To evaluate the practical utility of these self-generated tools, a complex task was assigned: migrating an existing Flask monolith application (smol-podcaster) to a FastAPI backend with a Next.js frontend, complete with TypeScript, Tailwind/ShadCN styling, modularized backend logic, and comprehensive testing. Both GPT-5 and Opus 4, with access to their created tools, were nearly able to complete the migration in a single attempt, requiring only minor human assistance to resolve Python dependency issues. The resulting applications were fully functional, though GPT-5 maintained the original design aesthetics, while Opus 4 introduced its own design changes.

Crucially, when asked if they had used any of their custom tools during this demanding migration, both models responded in the negative, aside from tools they were already inherently familiar with. GPT-5 attributed this to runtime/environment issues being faster to fix directly, and a lack of “repo-wide refactors or diagnostics that would benefit from custom tooling” during that pass—a surprising claim, given the nature of the migration.
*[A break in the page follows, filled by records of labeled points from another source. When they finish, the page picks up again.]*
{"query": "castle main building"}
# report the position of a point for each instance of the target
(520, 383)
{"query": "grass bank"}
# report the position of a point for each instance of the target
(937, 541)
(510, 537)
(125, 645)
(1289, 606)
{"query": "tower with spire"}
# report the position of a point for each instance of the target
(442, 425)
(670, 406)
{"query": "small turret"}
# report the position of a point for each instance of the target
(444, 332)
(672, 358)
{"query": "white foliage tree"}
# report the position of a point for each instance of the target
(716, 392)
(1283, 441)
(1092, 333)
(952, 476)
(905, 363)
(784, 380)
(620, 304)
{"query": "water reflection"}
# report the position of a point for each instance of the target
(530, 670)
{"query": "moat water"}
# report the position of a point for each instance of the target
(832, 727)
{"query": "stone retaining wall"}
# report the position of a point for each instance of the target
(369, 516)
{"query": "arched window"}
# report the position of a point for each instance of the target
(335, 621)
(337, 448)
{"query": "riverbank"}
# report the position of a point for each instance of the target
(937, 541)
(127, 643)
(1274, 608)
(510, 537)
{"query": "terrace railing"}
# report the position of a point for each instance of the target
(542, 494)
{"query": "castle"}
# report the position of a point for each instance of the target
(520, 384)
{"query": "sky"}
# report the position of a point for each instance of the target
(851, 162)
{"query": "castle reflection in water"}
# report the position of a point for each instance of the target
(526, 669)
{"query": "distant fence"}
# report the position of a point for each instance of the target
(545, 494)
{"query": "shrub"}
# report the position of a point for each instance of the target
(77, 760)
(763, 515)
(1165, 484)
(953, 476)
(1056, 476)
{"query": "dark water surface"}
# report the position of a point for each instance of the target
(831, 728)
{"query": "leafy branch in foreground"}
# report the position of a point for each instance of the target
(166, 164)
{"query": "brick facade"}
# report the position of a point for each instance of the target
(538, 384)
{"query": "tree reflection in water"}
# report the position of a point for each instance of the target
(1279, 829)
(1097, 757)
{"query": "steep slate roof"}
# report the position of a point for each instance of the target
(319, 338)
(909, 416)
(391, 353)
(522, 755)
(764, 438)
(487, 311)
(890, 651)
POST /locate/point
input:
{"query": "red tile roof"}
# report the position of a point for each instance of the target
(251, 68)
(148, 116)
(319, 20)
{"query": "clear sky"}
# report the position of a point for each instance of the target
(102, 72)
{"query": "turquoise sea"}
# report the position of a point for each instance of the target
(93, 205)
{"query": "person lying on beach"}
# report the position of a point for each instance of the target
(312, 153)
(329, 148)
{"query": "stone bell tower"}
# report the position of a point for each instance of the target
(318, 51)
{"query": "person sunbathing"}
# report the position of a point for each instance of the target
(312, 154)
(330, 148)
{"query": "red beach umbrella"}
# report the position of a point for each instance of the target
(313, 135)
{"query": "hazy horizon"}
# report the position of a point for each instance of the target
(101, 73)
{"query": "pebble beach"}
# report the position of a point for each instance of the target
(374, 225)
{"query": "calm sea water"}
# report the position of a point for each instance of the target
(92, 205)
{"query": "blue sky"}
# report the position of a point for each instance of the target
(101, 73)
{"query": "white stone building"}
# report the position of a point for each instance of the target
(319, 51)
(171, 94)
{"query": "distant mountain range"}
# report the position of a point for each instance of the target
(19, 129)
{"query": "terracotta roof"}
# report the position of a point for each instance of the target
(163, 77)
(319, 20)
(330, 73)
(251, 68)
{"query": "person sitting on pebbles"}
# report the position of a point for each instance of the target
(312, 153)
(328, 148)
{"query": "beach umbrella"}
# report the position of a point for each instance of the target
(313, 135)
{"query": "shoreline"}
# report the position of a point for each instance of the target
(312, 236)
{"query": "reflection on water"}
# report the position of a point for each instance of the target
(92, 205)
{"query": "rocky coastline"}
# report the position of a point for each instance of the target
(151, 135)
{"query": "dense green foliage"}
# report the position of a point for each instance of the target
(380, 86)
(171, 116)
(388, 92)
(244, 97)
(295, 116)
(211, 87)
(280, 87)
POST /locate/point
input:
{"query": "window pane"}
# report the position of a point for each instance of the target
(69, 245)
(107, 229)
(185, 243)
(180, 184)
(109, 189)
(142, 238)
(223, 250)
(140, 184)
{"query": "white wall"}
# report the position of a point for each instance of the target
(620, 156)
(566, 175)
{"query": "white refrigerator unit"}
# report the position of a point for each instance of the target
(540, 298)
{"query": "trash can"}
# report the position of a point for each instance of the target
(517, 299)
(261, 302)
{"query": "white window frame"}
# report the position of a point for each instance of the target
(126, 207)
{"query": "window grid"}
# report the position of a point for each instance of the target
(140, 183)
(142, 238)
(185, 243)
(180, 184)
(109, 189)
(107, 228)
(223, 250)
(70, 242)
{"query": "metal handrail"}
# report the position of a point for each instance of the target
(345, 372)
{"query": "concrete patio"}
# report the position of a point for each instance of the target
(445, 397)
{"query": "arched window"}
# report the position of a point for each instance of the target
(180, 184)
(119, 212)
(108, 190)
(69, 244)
Opus 4’s reasoning provided further clarity: the model effectively communicated that it built the tools based on its existing knowledge, but when faced with the actual task, it found it more efficient to simply leverage its inherent capabilities rather than invoking external tools.

This observation aligns with previous discussions in the AI community, suggesting that models may quickly learn to avoid tools if they experience early failures during their operational process, or that extensive “scaffolding” for agents might be rendered unnecessary as models scale. While the task assigned was challenging enough to be a multi-hour endeavor for a human, it raises the question of whether more complex tasks might compel models to utilize their custom tools.

In conclusion, while current large language models demonstrate a remarkable capacity to design sophisticated developer tools, their propensity to use these tools during complex coding tasks remains limited. This suggests that achieving true “inference-time self-improvement” in coding agents may require more than just tool creation; it might necessitate more robust enforcement mechanisms or further advancements in how models internalize and integrate new capabilities. For the foreseeable future, a pragmatic approach involves leveraging models to refine rule-based development tools (like ESLint rules or automated tests), thereby enhancing human-driven workflows, rather than solely relying on models to spontaneously adopt their own creations for self-improvement.